Cas concret dans un secteur «grandes cultures»

L’ORQUE (Opérations de reconquête de la qualité de l’eau) de Caix au nord d’Amiens en est une illustration. «C’est un bassin de 5 300 hectares dans un secteur de grandes cultures. Un plan d’action a été décidé en 2013 suite à des problèmes de phytos et de nitrates dans les eaux», développe Vincent Valin. Près de 110 agriculteurs étaient ainsi concernés. Les différentes parties prenantes ont décidé de graduer les enjeux et objectifs à trois et cinq ans en définissant, en particulier, un «état zéro» sur lequel s’appuyer pour comparer les avancées. Les résultats finaux étaient positifs. «Le suivi et les indicateurs de mesure sont aussi très importants pour marquer le progrès», souligne le représentant de l’agence de l’eau. De son côté, un autre intervenant présent dans la salle et travaillant à l’Institut du Végétal (Arvalis) insiste sur l’importance de la phase de diagnostic dans ce type d’action, et recommande de ne pas hésiter à hiérarchiser les causes. D’après lui, pour réussir à motiver les agriculteurs, il faut donner des objectifs concrets. «A la FNSEA, on essaie de promouvoir les contrats de prestation de services environnementaux. Il est possible de contractualiser de manière pluriannuelle. Ce sont des contrats gagnant-gagnant sans stigmatiser», informe Éric Thirouin.
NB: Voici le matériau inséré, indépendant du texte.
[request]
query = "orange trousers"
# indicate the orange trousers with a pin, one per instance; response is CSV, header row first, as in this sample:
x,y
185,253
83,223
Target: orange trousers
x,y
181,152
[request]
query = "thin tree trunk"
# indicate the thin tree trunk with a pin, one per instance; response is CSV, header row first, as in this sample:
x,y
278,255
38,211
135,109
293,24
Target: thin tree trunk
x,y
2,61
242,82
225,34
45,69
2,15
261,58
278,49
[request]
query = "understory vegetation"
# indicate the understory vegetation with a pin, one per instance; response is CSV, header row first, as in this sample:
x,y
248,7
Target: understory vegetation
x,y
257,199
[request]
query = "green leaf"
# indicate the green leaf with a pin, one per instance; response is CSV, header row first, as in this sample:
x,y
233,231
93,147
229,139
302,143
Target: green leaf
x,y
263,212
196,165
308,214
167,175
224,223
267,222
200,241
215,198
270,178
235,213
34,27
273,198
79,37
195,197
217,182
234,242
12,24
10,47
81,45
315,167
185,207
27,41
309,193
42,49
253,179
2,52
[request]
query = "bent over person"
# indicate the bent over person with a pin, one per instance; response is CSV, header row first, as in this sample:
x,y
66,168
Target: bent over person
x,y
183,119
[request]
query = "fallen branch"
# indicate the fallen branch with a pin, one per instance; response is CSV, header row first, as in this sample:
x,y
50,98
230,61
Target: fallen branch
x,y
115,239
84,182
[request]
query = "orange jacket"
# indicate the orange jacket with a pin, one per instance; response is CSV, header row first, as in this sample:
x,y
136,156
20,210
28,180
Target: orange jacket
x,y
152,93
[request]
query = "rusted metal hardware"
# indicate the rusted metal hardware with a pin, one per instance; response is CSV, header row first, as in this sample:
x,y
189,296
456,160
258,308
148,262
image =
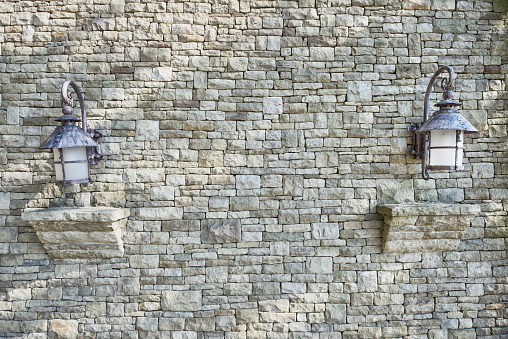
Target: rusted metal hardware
x,y
68,135
446,118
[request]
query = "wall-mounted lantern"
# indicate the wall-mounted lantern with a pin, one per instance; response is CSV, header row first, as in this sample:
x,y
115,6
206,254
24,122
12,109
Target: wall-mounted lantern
x,y
74,148
439,140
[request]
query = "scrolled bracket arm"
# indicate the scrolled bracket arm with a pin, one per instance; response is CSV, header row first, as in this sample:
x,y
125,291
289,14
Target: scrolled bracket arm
x,y
67,99
446,84
94,153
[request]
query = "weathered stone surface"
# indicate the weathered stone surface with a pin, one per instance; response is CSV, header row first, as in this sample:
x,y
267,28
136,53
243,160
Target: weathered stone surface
x,y
285,120
418,304
335,313
79,232
244,203
160,213
272,105
181,300
62,329
220,231
325,231
425,227
5,200
359,91
319,265
395,191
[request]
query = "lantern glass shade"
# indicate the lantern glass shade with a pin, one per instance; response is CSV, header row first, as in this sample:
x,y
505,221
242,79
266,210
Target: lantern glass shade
x,y
71,165
446,149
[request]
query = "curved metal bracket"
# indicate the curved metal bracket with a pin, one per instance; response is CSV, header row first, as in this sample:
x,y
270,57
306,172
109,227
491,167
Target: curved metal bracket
x,y
420,141
68,100
446,85
94,153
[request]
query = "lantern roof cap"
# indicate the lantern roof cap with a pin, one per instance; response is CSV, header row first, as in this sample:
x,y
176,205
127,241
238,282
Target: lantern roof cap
x,y
448,102
447,119
68,136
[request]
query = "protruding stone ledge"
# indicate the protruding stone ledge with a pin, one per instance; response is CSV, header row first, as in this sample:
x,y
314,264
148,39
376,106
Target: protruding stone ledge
x,y
425,227
81,232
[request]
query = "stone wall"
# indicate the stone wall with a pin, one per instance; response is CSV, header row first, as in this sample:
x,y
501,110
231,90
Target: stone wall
x,y
252,141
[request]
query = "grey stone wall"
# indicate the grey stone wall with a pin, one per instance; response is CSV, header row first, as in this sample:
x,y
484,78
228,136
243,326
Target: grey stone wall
x,y
252,142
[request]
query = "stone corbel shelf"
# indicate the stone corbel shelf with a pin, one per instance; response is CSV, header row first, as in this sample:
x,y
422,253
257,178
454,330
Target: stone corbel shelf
x,y
80,232
425,227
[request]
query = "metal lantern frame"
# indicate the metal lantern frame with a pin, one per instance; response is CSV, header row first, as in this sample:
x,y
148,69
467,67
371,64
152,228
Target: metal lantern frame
x,y
69,136
447,118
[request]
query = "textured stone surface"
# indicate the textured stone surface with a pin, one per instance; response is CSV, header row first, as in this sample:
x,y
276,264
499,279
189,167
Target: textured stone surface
x,y
62,329
425,227
252,142
181,300
79,232
220,231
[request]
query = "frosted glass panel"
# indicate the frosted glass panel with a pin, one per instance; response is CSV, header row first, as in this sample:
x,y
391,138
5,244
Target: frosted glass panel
x,y
73,171
445,156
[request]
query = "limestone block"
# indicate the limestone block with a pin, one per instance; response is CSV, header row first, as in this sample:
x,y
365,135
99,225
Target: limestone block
x,y
117,94
449,25
322,54
181,300
216,274
19,294
335,313
248,182
160,213
207,158
128,286
288,217
279,305
171,324
483,170
325,231
62,329
238,289
425,227
147,130
200,324
418,304
162,74
79,232
244,203
247,316
217,231
237,64
395,191
162,193
144,261
34,326
16,178
272,105
319,265
95,309
367,281
359,91
147,324
5,200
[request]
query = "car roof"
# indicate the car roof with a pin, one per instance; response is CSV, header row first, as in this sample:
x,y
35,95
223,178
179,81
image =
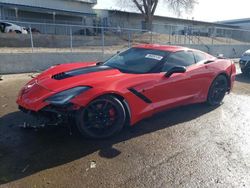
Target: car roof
x,y
168,48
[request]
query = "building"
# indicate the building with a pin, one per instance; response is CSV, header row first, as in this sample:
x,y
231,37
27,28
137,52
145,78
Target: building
x,y
168,25
242,23
49,11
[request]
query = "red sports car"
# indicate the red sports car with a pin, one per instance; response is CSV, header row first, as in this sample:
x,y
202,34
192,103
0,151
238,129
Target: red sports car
x,y
130,86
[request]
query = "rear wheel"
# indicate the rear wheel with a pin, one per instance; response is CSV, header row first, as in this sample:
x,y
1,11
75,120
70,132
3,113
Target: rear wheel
x,y
102,118
18,32
217,90
246,72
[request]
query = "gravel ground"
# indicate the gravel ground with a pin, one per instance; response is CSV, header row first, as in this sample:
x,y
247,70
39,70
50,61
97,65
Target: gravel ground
x,y
191,146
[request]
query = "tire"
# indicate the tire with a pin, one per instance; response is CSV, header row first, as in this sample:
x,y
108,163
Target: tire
x,y
102,118
18,32
217,90
246,72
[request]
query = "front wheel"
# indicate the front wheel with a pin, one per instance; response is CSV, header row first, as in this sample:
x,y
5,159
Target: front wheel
x,y
217,90
102,118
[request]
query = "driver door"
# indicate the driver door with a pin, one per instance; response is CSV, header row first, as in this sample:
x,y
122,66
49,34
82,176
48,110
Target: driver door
x,y
179,88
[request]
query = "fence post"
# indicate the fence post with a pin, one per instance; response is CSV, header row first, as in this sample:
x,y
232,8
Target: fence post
x,y
71,39
170,34
103,42
151,37
129,38
31,39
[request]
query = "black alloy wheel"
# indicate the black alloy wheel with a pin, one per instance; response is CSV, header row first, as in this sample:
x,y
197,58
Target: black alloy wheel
x,y
102,118
217,90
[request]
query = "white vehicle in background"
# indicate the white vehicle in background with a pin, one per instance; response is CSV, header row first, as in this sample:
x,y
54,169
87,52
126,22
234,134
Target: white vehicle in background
x,y
245,63
7,27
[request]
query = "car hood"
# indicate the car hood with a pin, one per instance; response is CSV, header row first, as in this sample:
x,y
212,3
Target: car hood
x,y
67,76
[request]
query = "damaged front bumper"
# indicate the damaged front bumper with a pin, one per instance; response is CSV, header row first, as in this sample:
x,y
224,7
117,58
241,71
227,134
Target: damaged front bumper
x,y
49,116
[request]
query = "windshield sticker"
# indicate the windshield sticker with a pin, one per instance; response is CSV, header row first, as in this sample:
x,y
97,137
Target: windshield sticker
x,y
152,56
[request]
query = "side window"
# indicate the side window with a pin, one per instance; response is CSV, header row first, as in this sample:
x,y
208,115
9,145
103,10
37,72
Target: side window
x,y
199,56
182,58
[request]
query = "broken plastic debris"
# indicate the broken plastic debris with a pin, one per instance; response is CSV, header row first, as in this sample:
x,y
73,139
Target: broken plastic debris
x,y
26,167
92,164
4,105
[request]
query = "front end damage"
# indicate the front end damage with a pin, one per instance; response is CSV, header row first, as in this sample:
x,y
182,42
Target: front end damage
x,y
50,115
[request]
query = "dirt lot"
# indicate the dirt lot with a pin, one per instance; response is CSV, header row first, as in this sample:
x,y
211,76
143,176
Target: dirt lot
x,y
192,146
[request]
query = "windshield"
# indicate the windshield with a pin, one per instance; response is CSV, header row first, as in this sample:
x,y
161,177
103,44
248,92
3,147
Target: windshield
x,y
137,60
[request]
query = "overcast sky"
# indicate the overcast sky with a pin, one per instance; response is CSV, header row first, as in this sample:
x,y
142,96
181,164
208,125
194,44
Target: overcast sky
x,y
206,10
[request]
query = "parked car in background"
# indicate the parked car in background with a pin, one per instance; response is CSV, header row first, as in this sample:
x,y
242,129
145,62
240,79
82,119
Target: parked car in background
x,y
245,63
7,27
132,85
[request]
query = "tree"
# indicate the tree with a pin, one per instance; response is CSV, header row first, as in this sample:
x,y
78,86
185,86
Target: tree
x,y
148,7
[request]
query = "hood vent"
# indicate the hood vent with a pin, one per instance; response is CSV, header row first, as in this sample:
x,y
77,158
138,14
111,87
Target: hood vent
x,y
80,71
61,76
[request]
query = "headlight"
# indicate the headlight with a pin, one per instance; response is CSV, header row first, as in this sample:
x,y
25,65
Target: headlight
x,y
65,96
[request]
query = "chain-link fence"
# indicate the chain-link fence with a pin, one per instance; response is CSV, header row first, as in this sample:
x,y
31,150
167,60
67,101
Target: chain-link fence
x,y
49,37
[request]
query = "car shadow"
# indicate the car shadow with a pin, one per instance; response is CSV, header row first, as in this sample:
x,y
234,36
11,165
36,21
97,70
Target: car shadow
x,y
242,78
25,152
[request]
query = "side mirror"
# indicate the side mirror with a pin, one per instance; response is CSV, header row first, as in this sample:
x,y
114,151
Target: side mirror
x,y
177,69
Programme AZUR : des actions d’agriculteurs pour l’environnement

Le programme AZUR développé par Arvalis vise à optimiser la fertilisation azotée pour améliorer la qualité de l’eau sans pour autant pénaliser la production. «On ne peut pas à la fois prôner le 4/1000  qui nécessite plus de biomasse et donc plus d’azote et d’un autre côté instaurer des mesures coercitives sur l’azote», remarque Olivier Dauger, président de la chambre d’Agriculture de l’Aisne qui rappelle que près de 55 % des pollutions de l’eau proviennent de pollutions ponctuelles. «L’optimisation de la fertilisation détermine la teneur en protéine des blés, il s’agit donc de mettre la bonne dose au bon moment et au bon endroit», conclut Philippe Pinta, président de l’AGPB qui demande à ce que les politiques fassent confiance aux agriculteurs.